La ligne de crêtes, d’abord assez étroite, mène en terrain dégagé au Pijol de Brosquet (1764m) en passant par le Pijol des Enroucades, le Pijol d’Argentan, le Pijol de Sarrouge : (le terme Pijol que l’on trouve uniquement à cet endroit est probablement une déformation de pujal qui provient de l’occitan pujar : monter). Là, elle s’arrondit et s’incurve légèrement vers le nord ; on pénètre dans la forêt, habitat du pic noir dont on peut entendre le bruit caractéristique de martèlement dès le mois de février ; on trouve d’abord des résineux, avec beaucoup de mélèzes, puis de plus en plus de hêtres et de frênes.
Continuons à descendre doucement jusqu’au village d’Olbier, situé au pied d’un promontoire dont la nature calcaire ne fait aucun doute : les petites falaises sont littéralement truffées de passages et de grottes plus ou moins profondes ; dans deux d’entre elles, se trouvent des fresques, bien abîmées par l’humidité. On devine des croix, un soleil, une épée,… Est-ce comme le dit Déodat Roché une œuvre des Templiers représentant le vase mystique du Graal, qui aurait séjourné dans une crypte de Montségur?

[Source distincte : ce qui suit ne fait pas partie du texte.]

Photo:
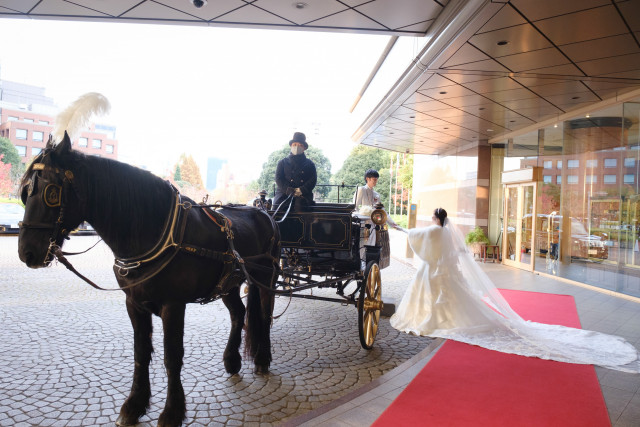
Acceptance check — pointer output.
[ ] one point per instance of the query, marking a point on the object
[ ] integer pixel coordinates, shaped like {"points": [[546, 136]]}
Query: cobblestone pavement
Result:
{"points": [[66, 354]]}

Au sommet de la butte, dont la flore est caractéristique des pelouses sèches calcaires montagnardes (euphorbes, bouillon blanc et même fritillaire des Pyrénées), on peut deviner les ruines de la forteresse de Montréal de Sos, qui faisait partie d’un réseau de forteresses établi par les comtes de Foix au XIIIème siècle, plus pour asseoir leur puissance que pour contrôler militairement le haut Vicdessos. Cet édifice qui était de très grande taille comportait un donjon, des bâtiments annexes et un mur d’enceinte renforcé par des tours. La partie inférieure du promontoire abritait un habitat villageois, qui donnera Olbier.
La région
était sous la tutelle des comtes de Foix, mais ceux-ci par la
charte de
1272, qui sera complétée en 1293, ont
donné une certaine autonomie à la communauté, en établissant un
système de
consulat. Les consuls, élus ou plutôt cooptés chaque année à
la Saint-Jean
par les notables, contrôlaient l’économie, le commerce et réglaient les
conflits entre leurs administrés.
La vie agricole était structurée en de nombreuses petites exploitations consacrées à l’agriculture vivrière : céréales (seigle, avoine, orge et surtout millet) et légumes (haricots, lentilles, pois, fèves). Les forêts et les estives, propriétés seigneuriales mais gérées par les consulats, permettaient un complément de ressources : les paysans y avaient libre droit de « maronage » (coupe de bois de construction), d’ « affouage » (ramassage de bois mort), de pacage, de chasse et de pêche. A partir de 1293, chaque famille a eu également, en plus du libre droit de pacage et de coupe, le droit de posséder un four à pain.
Ces
droits d’usage, immémoriaux, n’ont été abolis ni par la
Révolution ni par
l’Empire ; la
promulgation du Droit Forestier en 1827 qui tente de les réduire
entraînera la
« guerre des demoiselles » : des paysans
déguisés en femmes se
regroupent en bande pour attaquer les représentants de l’Etat et les
grands
propriétaires fonciers. Depuis le Couserans où elle a débutée, la
révolte gagne
le haut Vicdessos (le château de Miglos sera pillé).